The production industry is on hold nationwide. There will be a rush to create content once work starts back up, Martinolich said. And big-name actors might attach themselves to big-budget studio films — the type shot in California and Georgia.
The Tampa Bay area, on the other hand, is home to seven-figure independent movies.
“Finances for those movies are often predicated on what actors are attached,” Martinolich said. “The actors might move on to another project, leaving that movie back at square one without an investment.”
Seasons — or Florida’s lack of them — could impact whether the Hallmark movies come to the area, St. Petersburg/Clearwater film commissioner Tony Armer said.
“Hallmark makes 100 movies a year with two premieres a week,” he said. “They make seasonal movies during the right seasons. So, when they get to the Christmas season, we’re not conducive.”
And then there is the money.
Seminole producer Davison was to meet with his investor to finalize his next project this month.
“He pulled funding,” Davison said. “Investors are scared. No one knows what the economy will look like when this is done.”
Martinolich worries that could become a norm.
“Even in the best economy, independent films are a high-risk business venture," he said. “A certain segment of those films might be furloughed for years, depending on what the economy looks like.”

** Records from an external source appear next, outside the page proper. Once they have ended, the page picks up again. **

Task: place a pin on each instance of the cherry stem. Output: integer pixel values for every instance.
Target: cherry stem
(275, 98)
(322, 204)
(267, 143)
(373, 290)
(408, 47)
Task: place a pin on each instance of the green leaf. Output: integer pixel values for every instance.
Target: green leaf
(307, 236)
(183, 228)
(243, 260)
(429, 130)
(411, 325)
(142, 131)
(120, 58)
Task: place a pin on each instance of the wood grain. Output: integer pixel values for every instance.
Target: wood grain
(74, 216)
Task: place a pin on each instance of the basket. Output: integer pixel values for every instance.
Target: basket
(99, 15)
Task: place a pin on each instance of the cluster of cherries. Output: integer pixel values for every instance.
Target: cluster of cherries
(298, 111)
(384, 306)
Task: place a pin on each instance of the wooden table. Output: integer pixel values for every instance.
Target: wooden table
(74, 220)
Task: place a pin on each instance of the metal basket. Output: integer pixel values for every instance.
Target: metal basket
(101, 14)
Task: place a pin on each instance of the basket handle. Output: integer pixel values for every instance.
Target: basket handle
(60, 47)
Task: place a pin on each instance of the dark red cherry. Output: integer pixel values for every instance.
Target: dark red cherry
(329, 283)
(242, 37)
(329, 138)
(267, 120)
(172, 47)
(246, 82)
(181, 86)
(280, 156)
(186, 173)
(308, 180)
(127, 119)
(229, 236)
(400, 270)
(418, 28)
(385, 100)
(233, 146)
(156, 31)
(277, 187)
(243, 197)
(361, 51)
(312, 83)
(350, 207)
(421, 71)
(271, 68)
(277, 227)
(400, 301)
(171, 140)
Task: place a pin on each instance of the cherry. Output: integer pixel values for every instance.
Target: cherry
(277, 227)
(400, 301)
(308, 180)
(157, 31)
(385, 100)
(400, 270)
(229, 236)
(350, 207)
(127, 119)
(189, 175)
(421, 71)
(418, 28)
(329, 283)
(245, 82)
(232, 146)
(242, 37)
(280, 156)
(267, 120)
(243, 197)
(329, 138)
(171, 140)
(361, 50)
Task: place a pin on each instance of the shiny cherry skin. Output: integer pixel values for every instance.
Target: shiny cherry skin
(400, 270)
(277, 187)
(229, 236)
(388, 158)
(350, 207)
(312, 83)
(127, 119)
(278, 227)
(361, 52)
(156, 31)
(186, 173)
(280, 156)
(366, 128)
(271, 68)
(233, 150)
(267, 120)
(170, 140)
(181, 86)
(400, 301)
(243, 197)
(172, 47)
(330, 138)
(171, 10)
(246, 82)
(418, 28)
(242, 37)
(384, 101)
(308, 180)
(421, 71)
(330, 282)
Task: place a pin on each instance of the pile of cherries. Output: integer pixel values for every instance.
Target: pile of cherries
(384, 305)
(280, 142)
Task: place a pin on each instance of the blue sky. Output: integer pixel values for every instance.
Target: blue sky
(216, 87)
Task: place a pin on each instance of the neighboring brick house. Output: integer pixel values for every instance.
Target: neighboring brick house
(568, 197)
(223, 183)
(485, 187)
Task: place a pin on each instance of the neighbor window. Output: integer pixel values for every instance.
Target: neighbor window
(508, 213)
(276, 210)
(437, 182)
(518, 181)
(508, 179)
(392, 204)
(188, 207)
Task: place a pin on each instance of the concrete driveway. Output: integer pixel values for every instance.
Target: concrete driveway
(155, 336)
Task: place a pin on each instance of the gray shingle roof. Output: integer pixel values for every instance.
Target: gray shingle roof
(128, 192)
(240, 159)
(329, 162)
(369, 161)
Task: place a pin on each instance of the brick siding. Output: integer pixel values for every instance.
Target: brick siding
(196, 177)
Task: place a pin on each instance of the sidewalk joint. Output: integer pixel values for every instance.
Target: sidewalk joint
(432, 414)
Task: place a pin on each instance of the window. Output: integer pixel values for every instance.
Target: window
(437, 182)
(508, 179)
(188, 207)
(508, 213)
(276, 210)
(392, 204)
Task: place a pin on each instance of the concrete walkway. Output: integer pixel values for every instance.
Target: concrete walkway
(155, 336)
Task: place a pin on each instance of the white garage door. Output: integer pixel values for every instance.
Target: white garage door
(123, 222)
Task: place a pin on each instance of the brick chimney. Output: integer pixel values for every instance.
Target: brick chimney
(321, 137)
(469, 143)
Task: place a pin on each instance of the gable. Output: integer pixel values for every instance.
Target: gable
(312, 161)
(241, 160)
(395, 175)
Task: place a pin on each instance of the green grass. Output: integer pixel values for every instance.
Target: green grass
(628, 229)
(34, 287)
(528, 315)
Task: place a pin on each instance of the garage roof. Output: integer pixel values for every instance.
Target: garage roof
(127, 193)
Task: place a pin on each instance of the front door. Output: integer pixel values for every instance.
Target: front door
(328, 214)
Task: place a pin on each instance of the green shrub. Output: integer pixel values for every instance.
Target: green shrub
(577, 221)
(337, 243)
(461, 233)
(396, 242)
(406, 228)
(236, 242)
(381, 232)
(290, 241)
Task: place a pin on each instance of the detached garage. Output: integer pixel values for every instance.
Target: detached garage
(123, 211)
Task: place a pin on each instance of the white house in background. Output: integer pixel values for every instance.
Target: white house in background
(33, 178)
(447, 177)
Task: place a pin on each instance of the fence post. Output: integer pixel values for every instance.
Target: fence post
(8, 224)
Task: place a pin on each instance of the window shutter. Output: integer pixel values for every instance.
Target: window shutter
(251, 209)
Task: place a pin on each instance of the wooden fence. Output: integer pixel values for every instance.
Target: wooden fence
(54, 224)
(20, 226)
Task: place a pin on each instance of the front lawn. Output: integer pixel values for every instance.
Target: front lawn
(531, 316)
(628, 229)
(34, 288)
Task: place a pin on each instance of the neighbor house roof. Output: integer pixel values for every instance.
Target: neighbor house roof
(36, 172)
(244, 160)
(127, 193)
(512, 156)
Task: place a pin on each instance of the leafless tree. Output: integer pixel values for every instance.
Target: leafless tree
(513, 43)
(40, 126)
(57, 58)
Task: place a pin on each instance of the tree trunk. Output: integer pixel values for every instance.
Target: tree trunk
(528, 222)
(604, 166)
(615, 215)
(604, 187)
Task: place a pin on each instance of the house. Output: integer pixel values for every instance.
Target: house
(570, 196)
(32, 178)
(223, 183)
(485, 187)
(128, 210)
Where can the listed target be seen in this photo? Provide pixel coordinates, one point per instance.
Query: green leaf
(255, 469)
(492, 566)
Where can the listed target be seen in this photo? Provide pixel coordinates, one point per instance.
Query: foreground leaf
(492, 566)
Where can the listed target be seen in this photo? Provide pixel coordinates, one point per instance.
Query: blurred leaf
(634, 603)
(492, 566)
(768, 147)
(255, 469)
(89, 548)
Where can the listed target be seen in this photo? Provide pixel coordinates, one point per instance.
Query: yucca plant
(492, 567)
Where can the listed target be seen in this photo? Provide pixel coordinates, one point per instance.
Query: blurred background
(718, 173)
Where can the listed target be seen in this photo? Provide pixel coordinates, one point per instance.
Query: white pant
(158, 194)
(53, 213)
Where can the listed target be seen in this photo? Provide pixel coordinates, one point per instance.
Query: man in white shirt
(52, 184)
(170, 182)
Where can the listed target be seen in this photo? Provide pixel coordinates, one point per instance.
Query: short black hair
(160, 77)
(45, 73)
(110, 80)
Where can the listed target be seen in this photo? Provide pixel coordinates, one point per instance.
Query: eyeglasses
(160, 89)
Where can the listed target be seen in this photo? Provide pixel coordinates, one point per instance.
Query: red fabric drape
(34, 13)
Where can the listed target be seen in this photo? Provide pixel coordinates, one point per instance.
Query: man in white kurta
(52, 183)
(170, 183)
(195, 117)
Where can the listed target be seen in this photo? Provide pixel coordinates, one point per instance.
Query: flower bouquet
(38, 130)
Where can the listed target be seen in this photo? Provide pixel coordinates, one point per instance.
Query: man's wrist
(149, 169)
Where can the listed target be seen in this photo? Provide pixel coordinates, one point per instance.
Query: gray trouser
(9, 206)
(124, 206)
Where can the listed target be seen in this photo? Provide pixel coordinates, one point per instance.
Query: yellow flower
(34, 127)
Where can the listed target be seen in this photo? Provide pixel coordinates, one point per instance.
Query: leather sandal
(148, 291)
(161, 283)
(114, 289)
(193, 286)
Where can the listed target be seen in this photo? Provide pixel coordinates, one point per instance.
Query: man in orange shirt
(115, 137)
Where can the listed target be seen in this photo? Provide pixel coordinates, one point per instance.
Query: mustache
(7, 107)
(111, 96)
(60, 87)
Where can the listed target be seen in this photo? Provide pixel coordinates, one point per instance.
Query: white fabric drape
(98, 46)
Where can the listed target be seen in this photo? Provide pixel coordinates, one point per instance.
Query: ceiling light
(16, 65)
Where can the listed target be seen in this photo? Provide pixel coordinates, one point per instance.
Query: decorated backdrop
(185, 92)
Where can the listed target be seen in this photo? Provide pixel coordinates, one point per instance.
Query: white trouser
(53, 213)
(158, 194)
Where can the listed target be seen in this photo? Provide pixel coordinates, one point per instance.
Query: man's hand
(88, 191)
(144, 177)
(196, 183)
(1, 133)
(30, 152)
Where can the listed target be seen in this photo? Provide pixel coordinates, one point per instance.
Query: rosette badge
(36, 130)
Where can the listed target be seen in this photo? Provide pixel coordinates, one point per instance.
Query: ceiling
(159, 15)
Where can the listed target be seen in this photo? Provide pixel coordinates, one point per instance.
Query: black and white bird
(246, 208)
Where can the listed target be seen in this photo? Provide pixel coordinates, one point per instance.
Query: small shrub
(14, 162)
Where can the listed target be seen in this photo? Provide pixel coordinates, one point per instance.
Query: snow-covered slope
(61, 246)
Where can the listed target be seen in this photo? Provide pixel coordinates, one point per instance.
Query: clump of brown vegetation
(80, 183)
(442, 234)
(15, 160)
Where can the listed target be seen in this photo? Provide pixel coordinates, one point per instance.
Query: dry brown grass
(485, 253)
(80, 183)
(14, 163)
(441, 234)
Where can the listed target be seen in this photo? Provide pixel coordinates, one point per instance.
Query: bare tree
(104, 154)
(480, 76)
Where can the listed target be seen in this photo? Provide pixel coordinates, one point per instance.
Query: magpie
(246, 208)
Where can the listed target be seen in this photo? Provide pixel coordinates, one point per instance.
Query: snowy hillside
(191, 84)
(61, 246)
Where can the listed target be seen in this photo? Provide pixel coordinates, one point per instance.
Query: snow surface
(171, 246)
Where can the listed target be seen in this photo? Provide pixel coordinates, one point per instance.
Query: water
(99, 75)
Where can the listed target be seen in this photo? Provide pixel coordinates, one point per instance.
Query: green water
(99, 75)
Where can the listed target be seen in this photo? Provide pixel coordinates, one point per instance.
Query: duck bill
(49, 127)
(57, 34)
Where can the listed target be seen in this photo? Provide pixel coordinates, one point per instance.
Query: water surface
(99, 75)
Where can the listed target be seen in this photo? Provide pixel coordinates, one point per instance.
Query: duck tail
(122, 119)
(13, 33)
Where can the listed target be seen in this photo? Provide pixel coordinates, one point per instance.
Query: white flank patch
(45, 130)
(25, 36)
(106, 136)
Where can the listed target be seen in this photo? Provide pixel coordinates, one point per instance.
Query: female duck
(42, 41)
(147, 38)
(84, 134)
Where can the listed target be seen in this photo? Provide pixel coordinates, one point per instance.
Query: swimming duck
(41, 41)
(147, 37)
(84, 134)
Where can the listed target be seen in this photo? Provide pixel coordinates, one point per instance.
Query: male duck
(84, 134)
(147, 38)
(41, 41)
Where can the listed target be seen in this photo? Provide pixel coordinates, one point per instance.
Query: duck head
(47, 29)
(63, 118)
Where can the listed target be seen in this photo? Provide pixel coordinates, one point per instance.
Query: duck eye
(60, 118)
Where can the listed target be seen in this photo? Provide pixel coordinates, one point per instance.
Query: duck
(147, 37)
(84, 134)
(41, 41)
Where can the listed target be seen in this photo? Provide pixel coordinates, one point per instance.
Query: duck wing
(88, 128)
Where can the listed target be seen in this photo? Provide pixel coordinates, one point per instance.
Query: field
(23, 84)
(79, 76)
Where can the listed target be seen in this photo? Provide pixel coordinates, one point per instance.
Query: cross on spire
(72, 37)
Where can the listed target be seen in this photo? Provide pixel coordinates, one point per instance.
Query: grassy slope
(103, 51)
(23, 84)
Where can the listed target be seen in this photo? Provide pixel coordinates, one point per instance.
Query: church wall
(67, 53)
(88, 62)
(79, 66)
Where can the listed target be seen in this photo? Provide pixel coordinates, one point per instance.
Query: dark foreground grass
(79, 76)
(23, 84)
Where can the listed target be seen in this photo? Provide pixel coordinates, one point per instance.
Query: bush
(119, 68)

Michael Brown and his Tampa-based Digital Caviar produced Lady in the Manor. He said they have “three projects on soft hold right now," one of which was to begin principal photography in July.
“There is a chance these films won’t happen,” Brown said. "There are a million moving parts just to get a movie greenlit — the actors’ availability, funding, access to resources. If you remove one component, it can have a trickle-down effect on those who want to make the film.”
Still, Brown remains confident that when filming starts back up, “we will have our ducks in a row and will be the ones who immediately roll back into production.”
New Tampa’s Rob Sterrett can only wait.
A location manager, who in 2019 worked on projects like National Geographic’s television series The Right Stuff that filmed in Tampa, Sterrett said he “made more living in Florida last year than pretty much ever.”
“I was going to work on the Michael Keaton movie next," he added. “And then the bottom fell out.”